To set a new config/theme you need to change the --config option of the oh-my-posh init line in your profile or .rc script (see prompt) and point it to the location of a predefined theme or custom configuration. There are two possible values the --config flag can handle

One would expect examples of file-based config to follow, as that is lowest-common-denominator behaviour, not a config command, which is a shortcut.

JanDeDobbeleer commented 1 month ago

@elliot-100 I'll see what I can do to make this more clear without adding a lot more warning boxes.
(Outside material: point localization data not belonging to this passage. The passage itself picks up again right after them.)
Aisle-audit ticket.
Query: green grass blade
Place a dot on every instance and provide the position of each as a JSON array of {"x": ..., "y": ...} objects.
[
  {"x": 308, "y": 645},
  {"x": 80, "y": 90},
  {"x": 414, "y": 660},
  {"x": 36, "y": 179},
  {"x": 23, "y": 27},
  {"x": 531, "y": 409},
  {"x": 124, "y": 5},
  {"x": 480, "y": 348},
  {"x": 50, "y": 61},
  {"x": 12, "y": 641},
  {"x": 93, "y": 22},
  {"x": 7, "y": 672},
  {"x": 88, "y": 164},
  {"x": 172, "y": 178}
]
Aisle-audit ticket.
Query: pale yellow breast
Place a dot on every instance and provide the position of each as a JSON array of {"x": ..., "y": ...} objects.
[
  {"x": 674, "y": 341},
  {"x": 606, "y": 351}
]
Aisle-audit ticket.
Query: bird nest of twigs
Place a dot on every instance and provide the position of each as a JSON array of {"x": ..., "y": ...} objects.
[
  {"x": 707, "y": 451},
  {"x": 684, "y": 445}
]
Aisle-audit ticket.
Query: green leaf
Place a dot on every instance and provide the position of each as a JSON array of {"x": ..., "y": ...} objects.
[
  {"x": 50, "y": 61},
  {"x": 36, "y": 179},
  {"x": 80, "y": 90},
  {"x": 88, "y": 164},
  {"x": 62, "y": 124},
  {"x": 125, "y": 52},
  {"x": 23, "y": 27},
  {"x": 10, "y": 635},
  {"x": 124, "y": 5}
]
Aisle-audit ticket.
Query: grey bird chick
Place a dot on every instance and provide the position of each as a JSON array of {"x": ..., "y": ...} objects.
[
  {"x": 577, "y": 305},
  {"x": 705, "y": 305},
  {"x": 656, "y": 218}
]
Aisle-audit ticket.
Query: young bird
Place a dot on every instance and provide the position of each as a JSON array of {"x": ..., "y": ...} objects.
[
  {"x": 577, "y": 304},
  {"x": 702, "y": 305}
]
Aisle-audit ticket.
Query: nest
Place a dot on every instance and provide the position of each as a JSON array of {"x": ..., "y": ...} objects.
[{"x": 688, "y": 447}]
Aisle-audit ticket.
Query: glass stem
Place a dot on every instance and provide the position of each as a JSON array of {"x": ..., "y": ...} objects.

There's a balance to be kept here.

elliot-100 commented 1 month ago

One other source of my confusion is that the installation pages for all platforms have a 'Next' section with

(optional) configure a theme or custom prompt configuration

I think 'custom prompt configuration' is supposed to link to https://ohmyposh.dev/docs/installation/prompt instead. Perhaps 'configure a theme' is supoosed to link to https://ohmyposh.dev/docs/installation/customize?

elliot-100 commented 1 month ago

@elliot-100 I'll see what I can do to make this more clear without adding a lot more warning boxes. There's a balance to be kept here.

Thanks @JanDeDobbeleer - comments crossed over on patchy connection. And thanks for the tool, of course!!!